问题
Why doesn't the \g<0>
work with unicode regex?
When I tried to use \g<0>
to insert a space before and after the group with normal string regex, it works:
>>> punct = """,.:;!@#$%^&*(){}{}|\/?><"'"""
>>> rx = re.compile('[%s]' % re.escape(punct))
>>> text = '''"anständig"'''
>>> rx.sub(r" \g<0> ",text)
' " anst\xc3\xa4ndig " '
>>> print rx.sub(r" \g<0> ",text)
" anständig "
but with unicode regex, the space isn't added:
>>> punct = u""",–−—’‘‚”“‟„!£"%$'&)(+*-€/.±°´·¸;:=<?>@§#¡•[˚]»_^`≤…\«¿¨{}|"""
>>> rx = re.compile("["+"".join(punct)+"]", re.UNICODE)
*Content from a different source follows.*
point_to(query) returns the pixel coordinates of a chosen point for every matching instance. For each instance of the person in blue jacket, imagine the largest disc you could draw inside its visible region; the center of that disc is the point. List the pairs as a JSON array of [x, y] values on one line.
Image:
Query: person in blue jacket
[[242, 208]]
>>> text = """„anständig“"""
>>> rx.sub(ur" \g<0> ", text)
'\xe2\x80\x9eanst\xc3\xa4ndig\xe2\x80\x9c'
>>> print rx.sub(ur" \g<0> ", text)
„anständig“
- How do I get
\g
to work in unicode regex? - If (1) is not possible, how do I get the unicode regex input the space before and after a character in
punct
?
回答1:
I think you have two errors. First, you are not escaping punct
like in the first example with re.escape
and you have characters like []
that need to be escaped. And second, text
variable is not unicode. Example that works:
>>> punct = re.escape(u""",–−—’‘‚”“‟„!£"%$'&)(+*-€/.±°´·¸;:=<?>@§#¡•[˚]»_^`≤…\«¿¨{}|""")
>>> rx = re.compile("["+"".join(punct)+"]", re.UNICODE)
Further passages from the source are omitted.